Some lawsuits never get filed for a single reason: cost. And firms in a burgeoning line of business are trying to change that.
It’s called litigation finance: Third-party investment firms put up money to fund a lawsuit for a litigant — usually the plaintiff, or person bringing the suit — who otherwise couldn’t afford to go to court.
In exchange for funding, the investor takes a cut of any recovery, and the litigant gets his or her day in court.
Proponents say litigation finance levels the playing field — for example, giving small companies and individual claimants the money they need to go up against deep-pocketed corporations. And they say market forces compel firms to finance only legitimate lawsuits that have a chance of winning.
“They have an incentive to support good cases, cases that are meritorious, that will succeed, because if they lose it’s their dime,” said Selvyn Sidel, one of the industry’s pioneers. Sidel co-founded Burford Capital, the biggest player in the field. He now serves as a litigation finance adviser as head of Fulbrook Capital Management.
But critics of the practice, like the U.S. Chamber of Commerce, say incentive-based financing of lawsuits by third parties can promote frivolous cases and inflated awards and settlements.
Lisa Rickard, president of the U.S. Chamber Institute for Legal Reform, called litigation finance “a sophisticated scheme for gambling on litigation.”
“More lawsuits, more litigation uncertainty, higher settlement payoffs to satisfy cash-hungry funders, and in some instances, even corruption,” Rickard wrote in a paper, ticking off what she sees as the problems with the trend.

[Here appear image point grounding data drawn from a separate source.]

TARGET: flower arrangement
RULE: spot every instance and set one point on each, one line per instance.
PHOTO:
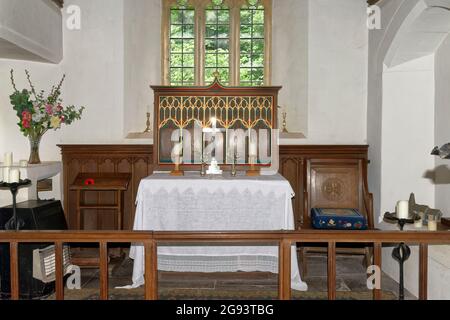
(39, 113)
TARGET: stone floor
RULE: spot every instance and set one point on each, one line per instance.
(350, 271)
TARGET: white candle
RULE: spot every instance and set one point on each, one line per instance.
(432, 225)
(8, 159)
(403, 209)
(6, 174)
(14, 176)
(253, 150)
(418, 224)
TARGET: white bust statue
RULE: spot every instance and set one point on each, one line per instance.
(214, 167)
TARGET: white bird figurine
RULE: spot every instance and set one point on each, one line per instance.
(443, 152)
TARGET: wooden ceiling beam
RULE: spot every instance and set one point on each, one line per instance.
(59, 3)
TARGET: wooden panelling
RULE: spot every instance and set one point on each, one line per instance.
(138, 160)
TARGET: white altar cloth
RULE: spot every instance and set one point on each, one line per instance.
(214, 203)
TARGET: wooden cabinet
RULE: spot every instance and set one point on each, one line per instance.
(325, 174)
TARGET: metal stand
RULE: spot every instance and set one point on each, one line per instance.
(402, 252)
(14, 223)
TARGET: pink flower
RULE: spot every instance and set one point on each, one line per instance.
(26, 115)
(49, 109)
(25, 124)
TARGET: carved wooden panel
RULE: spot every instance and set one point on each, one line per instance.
(334, 185)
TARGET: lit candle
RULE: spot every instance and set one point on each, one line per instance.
(253, 150)
(8, 159)
(418, 223)
(403, 209)
(432, 223)
(6, 174)
(14, 176)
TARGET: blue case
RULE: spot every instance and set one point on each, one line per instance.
(338, 219)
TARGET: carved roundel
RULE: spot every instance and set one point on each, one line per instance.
(333, 189)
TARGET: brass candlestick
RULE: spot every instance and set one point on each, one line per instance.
(148, 129)
(233, 167)
(253, 172)
(284, 130)
(176, 171)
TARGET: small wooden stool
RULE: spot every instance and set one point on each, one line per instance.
(117, 182)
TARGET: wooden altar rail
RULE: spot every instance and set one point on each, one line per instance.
(151, 240)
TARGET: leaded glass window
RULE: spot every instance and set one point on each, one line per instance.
(207, 37)
(217, 42)
(182, 44)
(252, 42)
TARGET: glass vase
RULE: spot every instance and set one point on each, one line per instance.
(34, 149)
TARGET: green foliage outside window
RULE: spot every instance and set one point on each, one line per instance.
(217, 35)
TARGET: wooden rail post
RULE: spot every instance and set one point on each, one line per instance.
(59, 272)
(377, 261)
(331, 270)
(103, 270)
(284, 265)
(423, 271)
(151, 270)
(14, 270)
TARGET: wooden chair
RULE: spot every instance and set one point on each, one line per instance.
(336, 183)
(85, 182)
(99, 182)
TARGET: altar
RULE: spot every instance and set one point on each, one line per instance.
(214, 203)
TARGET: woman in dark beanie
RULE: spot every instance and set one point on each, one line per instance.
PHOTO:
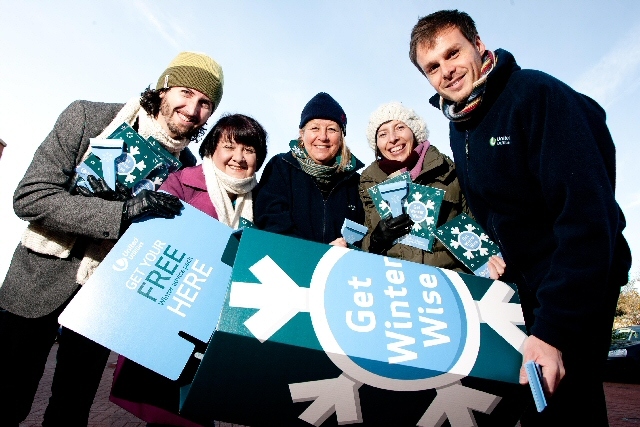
(398, 136)
(309, 191)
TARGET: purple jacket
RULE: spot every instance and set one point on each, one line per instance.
(189, 185)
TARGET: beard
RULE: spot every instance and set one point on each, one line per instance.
(178, 130)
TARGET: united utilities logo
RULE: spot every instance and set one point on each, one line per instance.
(500, 140)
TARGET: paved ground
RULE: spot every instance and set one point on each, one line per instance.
(623, 402)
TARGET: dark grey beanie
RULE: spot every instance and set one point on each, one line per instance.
(323, 106)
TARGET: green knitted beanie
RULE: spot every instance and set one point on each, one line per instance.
(195, 71)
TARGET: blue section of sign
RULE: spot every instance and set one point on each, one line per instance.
(396, 319)
(156, 282)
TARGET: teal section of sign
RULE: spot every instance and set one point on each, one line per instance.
(156, 284)
(297, 258)
(395, 319)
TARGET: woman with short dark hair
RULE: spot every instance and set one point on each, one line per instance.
(222, 188)
(222, 185)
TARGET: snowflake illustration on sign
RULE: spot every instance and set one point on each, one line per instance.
(405, 342)
(469, 243)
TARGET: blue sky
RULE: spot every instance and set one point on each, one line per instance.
(277, 55)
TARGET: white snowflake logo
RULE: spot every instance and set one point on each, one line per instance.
(470, 241)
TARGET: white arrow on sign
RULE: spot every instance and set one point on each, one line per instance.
(339, 395)
(455, 402)
(502, 316)
(277, 297)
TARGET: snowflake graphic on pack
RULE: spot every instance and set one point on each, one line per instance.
(468, 242)
(399, 195)
(143, 164)
(423, 206)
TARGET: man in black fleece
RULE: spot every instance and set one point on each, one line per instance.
(536, 163)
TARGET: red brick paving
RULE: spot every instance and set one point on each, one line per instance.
(623, 402)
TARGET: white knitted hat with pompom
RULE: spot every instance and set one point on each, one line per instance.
(396, 111)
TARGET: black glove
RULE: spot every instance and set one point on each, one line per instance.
(99, 188)
(387, 231)
(152, 203)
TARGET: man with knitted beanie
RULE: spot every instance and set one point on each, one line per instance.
(69, 234)
(536, 164)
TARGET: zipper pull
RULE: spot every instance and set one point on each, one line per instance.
(466, 143)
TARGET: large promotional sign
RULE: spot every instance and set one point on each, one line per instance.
(158, 292)
(321, 335)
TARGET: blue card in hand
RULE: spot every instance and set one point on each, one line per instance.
(534, 374)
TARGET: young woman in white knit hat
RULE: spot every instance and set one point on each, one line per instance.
(398, 136)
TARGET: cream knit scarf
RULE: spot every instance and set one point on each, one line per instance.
(220, 185)
(59, 244)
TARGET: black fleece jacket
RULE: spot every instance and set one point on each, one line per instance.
(536, 163)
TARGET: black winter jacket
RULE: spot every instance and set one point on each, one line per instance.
(536, 164)
(288, 201)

While experts say litigation finance is a growing field, it’s hard to get information about the size of the industry and the terms of its agreements. Funding agreements, although entered into between litigants and finance firms, are typically cloaked in the secrecy that surrounds attorney-client relationships.
“You can’t even tell in the U.S. how many [investor funded] litigations there are,” Sidel said.
Investor-backed lawsuits can also give rise to conflicts of interest.
“There are conflicts between the investor and the client as well and maybe with the investor and the lawyer,” Sidel said. “The investor may feel after funding the case that it wants to settle and go to the next case. The claimant may say no.”
The lack of transparency has drawn the attention of some members of Congress.
Republican Senator Chuck Grassley, chairman of the Judiciary Committee, and Senate Republican Whip John Cornyn wrote a letter to three of the largest litigation finance firms, that are also publicly traded, asking them to turn over information about their funding agreements.
“We’re asking for … how much they’re spending. We want to know what their objectives are,” Grassley told CNN.
Grassley said he needs more information to evaluate whether the business should be subject to regulation beyond what is required in public disclosures.
“Who is benefiting the most — the person that’s been harmed, or the person that’s financing it?” Grassley asked, adding that in some instances justice might not be achieved without a third-party interest.
Burford Capital, the largest funder in the industry, said in a written response to the Judiciary Committee that oversight is unnecessary because it invests predominantly in commercial claims — in other words, lawsuits involving corporations and other sophisticated parties.
“The courts and legislatures have been clear about the legality of the business, and the tide is clearly running in favor of including litigation finance within the umbrella of protection from disclosure,” Burford said.
Grassley is also concerned that financed lawsuits could put more strain on already clogged courtrooms. “That’s a very bad problem even without people promoting lawsuits,” he said.
But Sidel, an industry pioneer, argues that judicial workloads shouldn’t be a factor. “If it’s overcrowding or increasing the crowds, then that’s not the claimants nor the investors’ faults or concern, it’s the legal system’s fault or concern,” Sidel said. “And let that expand to be able to handle it because that’s what they’re there for.”
Jacqui Miller, whose family-owned Miller UK Ltd. won a $73.6 million trade secrets award against Caterpillar Inc., said she wouldn’t have been able to prevail without litigation financing.
“The simple fact is that had we not had financing, we couldn’t have taken our case to the finishing post,” Miller said. ” Large companies use the law as a protection because for them it’s cheaper than going to court.”